Couple awarded €30,000 for Facebook defamation by neighbour
Judge warns posting social media comments can be a ‘highly dangerous activity’
Woman said that she screenshot the Facebook posts, which had appeared on February 5th and 6th, 2015, and had then deleted them before contacting gardaí. Stock image: iStock
A couple has been awarded more than €30,000 in damages against a neighbour who defamed it on Facebook.
Anthony Downes wrote false posts about Patricia Barnett and her husband Paddy Murphy for no apparent reason.
Mr Downes, who did not appear in court, admitted the action and had agreed to apologise unreservedly to the couple.
Mrs Barnett, a podiatrist, told the court that she barely knew Mr Downes and knew of no reason why he would have posted a number of attacks against her on her private and business Facebook pages.
The court heard how Mr Downes accused Ms Barnett’s husband, of The Crescent, Buncrana, of having an affair with another woman and also referred to her as being overweight saying that her exercise regime was not working.

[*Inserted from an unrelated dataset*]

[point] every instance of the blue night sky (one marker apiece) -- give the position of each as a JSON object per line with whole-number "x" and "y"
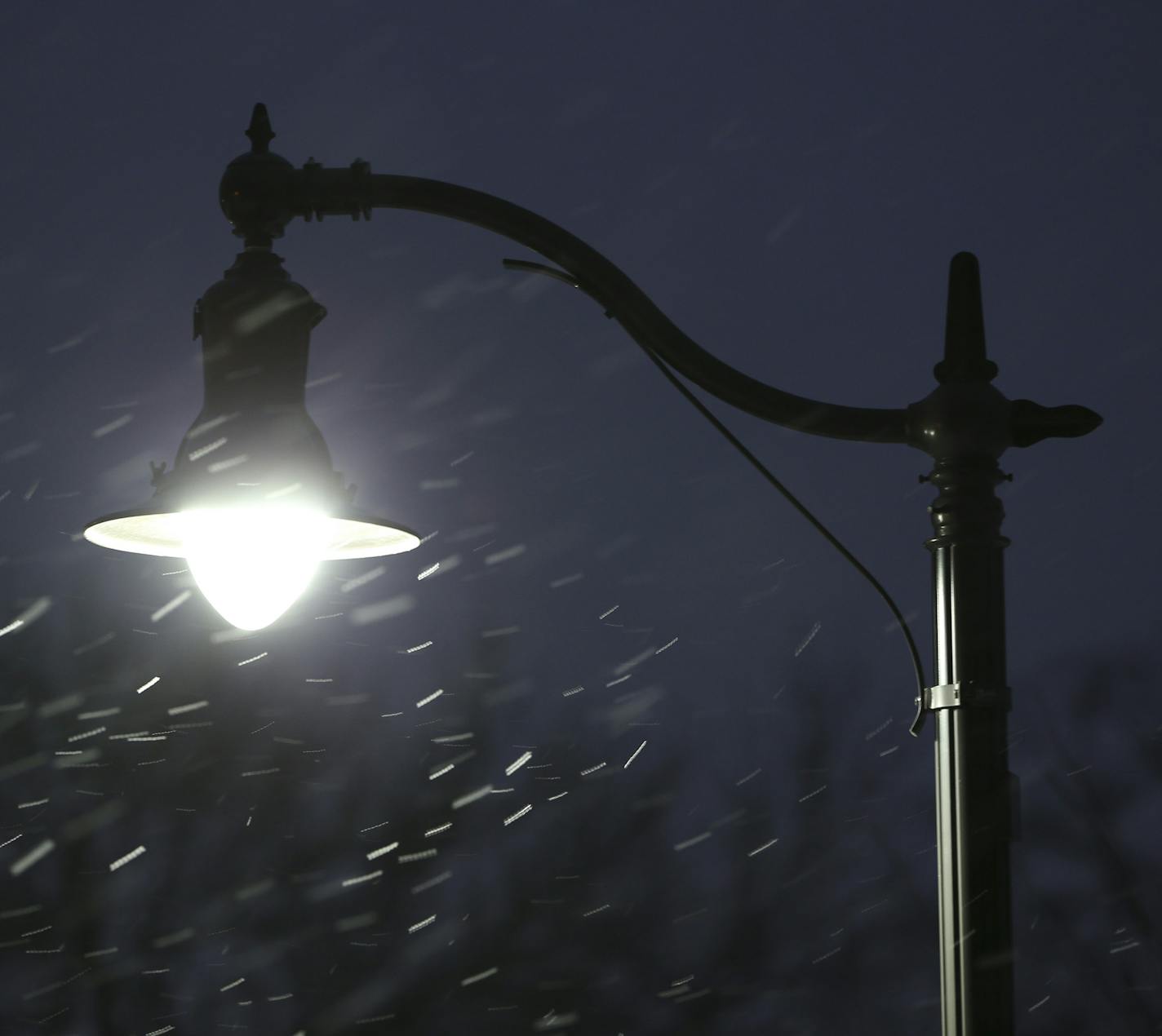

Ms Barnett said that she screenshot the Facebook posts, which had appeared on February 5th and 6th, 2015, and had then deleted them before contacting gardaí.
She said the posts had both hurt her personally and professionally and she had later met clients who had not come back to her business because of the embarrassment the postings had caused.
Mr Murphy, from The Crescent, Buncrana, who is his wife’s officer manager , said he was horrified by the postings.
“He (Downes) was indicating that I was having an affair. That was totally and utterly untrue,” said Mr Murphy.
He said that they had to speak to their 15-year-old twins about the incident and explain to them that it was not true.
Barrister for Downes said his client had agreed to give an apology to Ms Barnett and Mr Murphy.
In the apology Mr Downes accepted responsibility for the posting of comments which “ were irresponsible and false” and he apologised for the “unjust” attack on their reputation and the “nasty nature” of comments. He was “ashamed and embarrassed” by the harm caused.
“I have no rational explanation for the posting of the comments. I borne some ill will of grudge to these people and that ill will was taken out by posting the remarks on Facebook,” the apology said.
Judge James O’Donoghue described the posts as “scurrilous and reckless.”
“The court is satisfied that both were wronged and their names seriously sullied,” said the Judge.
He awarded Ms Barnett €20,000 in damages and Mr Murphy a further €12,500 in damages and ordered that one of them receive their costs in the case.
He also issued a general warning that the posting of Facebook comments was sometimes a “highly dangerous activity.”
“People perhaps with alcohol late at night can post these remarks and injure people’s character. It is a highly dangerous activity and can result in long term hurt to families and people’s good names and this is an example of that,” he said.